Development of a ferroptosis-based model to predict prognosis, tumor microenvironment, and drug response for lung adenocarcinoma with weighted genes co-expression network analysis

• Published in: Frontiers in pharmacology Vol. 13; p. 1072589
• Main Authors: Cheng, Tao, Shan, Guangyao, Yang, Huiqin, Gu, Jie, Lu, Chunlai, Xu, Fengkai, Ge, Di
• Format: Journal Article
• Language: English
• Published: Frontiers Media S.A 17.11.2022
• Subjects: bioinformatics analysis; ferroptosis; immune microenvironment; lung adenocarcinoma; Pharmacology; prognosis; WGCNA
• ISSN: 1663-9812; 1663-9812
• DOI: 10.3389/fphar.2022.1072589

Objective: The goal of this study was to create a risk model based on the ferroptosis gene set that affects lung adenocarcinoma (LUAD) patients’ prognosis and to investigate the potential underlying mechanisms. Material and Methods: A cohort of 482 LUAD patients from the TCGA database was used to develop the prognostic model.

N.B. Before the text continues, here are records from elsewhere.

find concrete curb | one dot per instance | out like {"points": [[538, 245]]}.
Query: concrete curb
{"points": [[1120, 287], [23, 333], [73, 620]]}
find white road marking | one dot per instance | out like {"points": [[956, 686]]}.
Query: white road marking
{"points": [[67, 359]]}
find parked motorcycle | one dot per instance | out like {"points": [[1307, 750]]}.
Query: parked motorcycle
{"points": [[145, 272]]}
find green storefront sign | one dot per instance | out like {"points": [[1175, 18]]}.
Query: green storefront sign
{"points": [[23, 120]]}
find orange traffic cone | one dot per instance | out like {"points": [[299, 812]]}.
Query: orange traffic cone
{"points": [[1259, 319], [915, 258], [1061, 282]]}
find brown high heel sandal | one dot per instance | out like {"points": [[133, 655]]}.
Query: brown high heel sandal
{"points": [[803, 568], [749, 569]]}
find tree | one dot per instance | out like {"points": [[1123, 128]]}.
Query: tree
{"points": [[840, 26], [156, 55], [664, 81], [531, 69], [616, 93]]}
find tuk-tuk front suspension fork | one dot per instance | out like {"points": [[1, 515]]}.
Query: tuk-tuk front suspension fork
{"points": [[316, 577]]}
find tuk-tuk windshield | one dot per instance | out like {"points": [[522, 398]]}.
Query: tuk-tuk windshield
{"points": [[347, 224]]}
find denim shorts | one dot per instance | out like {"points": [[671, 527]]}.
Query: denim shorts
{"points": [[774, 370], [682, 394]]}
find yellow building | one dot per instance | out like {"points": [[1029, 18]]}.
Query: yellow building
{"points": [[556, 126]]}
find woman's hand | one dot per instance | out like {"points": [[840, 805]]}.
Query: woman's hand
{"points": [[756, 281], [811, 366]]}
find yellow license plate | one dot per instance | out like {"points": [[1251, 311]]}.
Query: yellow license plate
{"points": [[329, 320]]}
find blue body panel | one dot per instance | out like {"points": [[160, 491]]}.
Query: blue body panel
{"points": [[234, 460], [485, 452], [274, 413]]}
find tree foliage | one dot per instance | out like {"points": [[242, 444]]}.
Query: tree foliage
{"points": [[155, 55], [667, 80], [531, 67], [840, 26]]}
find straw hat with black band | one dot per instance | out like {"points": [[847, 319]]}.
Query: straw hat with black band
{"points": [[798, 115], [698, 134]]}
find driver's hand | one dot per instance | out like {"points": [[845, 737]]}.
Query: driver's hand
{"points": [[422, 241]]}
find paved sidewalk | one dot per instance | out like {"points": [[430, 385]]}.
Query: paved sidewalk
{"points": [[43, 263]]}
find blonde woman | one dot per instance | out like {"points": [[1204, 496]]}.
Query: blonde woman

We picked the module genes from the ferroptosis gene set using weighted genes co-expression network analysis (WGCNA). The least absolute shrinkage and selection operator (LASSO) and univariate cox regression were used to screen the hub genes. Finally, the multivariate Cox analysis constructed a risk prediction score model. Three other cohorts of LUAD patients from the GEO database were included to validate the prediction ability of our model. Furthermore, the differentially expressed genes (DEG), immune infiltration, and drug sensitivity were analyzed. Results: An eight-gene-based prognostic model, including PIR, PEBP1, PPP1R13L, CA9, GLS2, DECR1, OTUB1, and YWHAE, was built. The patients from the TCGA database were classified into the high-RS and low-RS groups. The high-RS group was characterized by poor overall survival (OS) and less immune infiltration. Based on clinical traits, we separated the patients into various subgroups, and RS had remarkable prediction performance in each subgroup. The RS distribution analysis demonstrated that the RS was significantly associated with the stage of the LUAD patients. According to the study of immune cell infiltration in both groups, patients in the high-RS group had a lower abundance of immune cells, and less infiltration was associated with worse survival. Besides, we discovered that the high-RS group might not respond well to immune checkpoint inhibitors when we analyzed the gene expression of immune checkpoints. However, drug sensitivity analysis suggested that high-RS groups were more sensitive to common LUAD agents such as Afatinib, Erlotinib, Gefitinib, and Osimertinib. Conclusion: We constructed a novel and reliable ferroptosis-related model for LUAD patients, which was associated with prognosis, immune cell infiltration, and drug sensitivity, aiming to shed new light on the cancer biology and precision medicine.